Try this (and adjust Thing
as you see fit):
... | eval Thing = Device . "/" . Type . "/" . Model . "/" . Protocols . "/" . location | timechart span=1d sum(UsedTB) BY Thing
Can Thing be all sites or devices somehow? I've tried a few different 'things' and usually I end up with 1 data point for the time that the .csv was indexed, I can't determine why the value for that one point in time is what it is yet either.
I guess I'm unsure what the intention of 'Thing' is currently.
The visualization showed me one data point as well for the date of index(not any date(s) in the csv for the values). What I would hope to get is a graph trending those values as they go up or down over time in the CSV.
Thanks fo the help,
Nick
That's the point; whatever you decide to put into "Thing" is how the used-bytes are aggregated. If you'd like it ALL clumped together, then just remove BY Thing
altogether.
You will only get one data point if your timepicker
is set to less than a day (e.g. "Last Hour") so you need to make it something like "Last 7 days" to see more datapoints.
Can it use the dates in the spreadsheet or will it always use the date/time from the file(csv) it's indexed? I think that may be part of my issue as the dates in the spreadsheet go back 8 months(and will continue to go back further) whereas the dates that the file is written to and that splunk it stamping it with really means nothing to me.
I had assumed that you already set it up so that it was timestamping
based on the first field in each event; is that not the case? How are the events being timestamped? Naturally, if you did nothing to tell Splunk what to do, it should have used the first field of each line for each event's timestamp; is it not doing this?
I must not - It shows the creation/index time as the timestamp and I'm seeing my date field in the event section. I think this must be key as nothing is acting right as you've suggested.
The events are timestamped with a day they were entered, the first entry in the csv is a date but it's just mm/dd/yyyy format. Just like the example above.
Yes, actually there is only 1 event per thing every 2-4 weeks. Yes exactly!
How exactly do I leverage that? using that syntax (TIME_FORMAT=%m/%d/%Y and TIME_PREFIX=^) in my search did not return anything. Sorry, you truly are dealing with a noob!
How did you setup your input? Did you use the GUI or CLI (inputs.conf
)? Both methods allow you to set these things.

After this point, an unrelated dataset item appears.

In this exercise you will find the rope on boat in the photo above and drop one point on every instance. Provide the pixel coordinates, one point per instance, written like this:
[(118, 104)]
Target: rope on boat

I used to GUI and added it as a Data Source(Folder Monitor).
Go to Settings
-> Data inputs
-> Files & directories
-> `and find the place for the
TIME*` settings that I gave and save them in the correct spot.
All I have is 'Host','Source Type','Index', and 'Advanced Options(Whitelist/blacklist)' - Nothing for reformatting the time that I can tell.
I'm adding a new source(file) - Which is letting me adjust the time format, it can't recognize my 'date' format as a time format it can use yet however.
It was due to me adding the folder the file was writing to, I've added the folder and I'm now trying to get it to recognize the time format.
There absolutely should be something that walks you through identifying the timestamp. I never use the GUI/wizard so I cannot be more specific.
But there is only 1 event per "Thing" every day, so it would be good to timestamp based on that first field, right? If so, tell Splunk to do that with TIME_FORMAT=%m/%d/%Y
and TIME_PREFIX=^
. Then all the stuff we have discussed will work.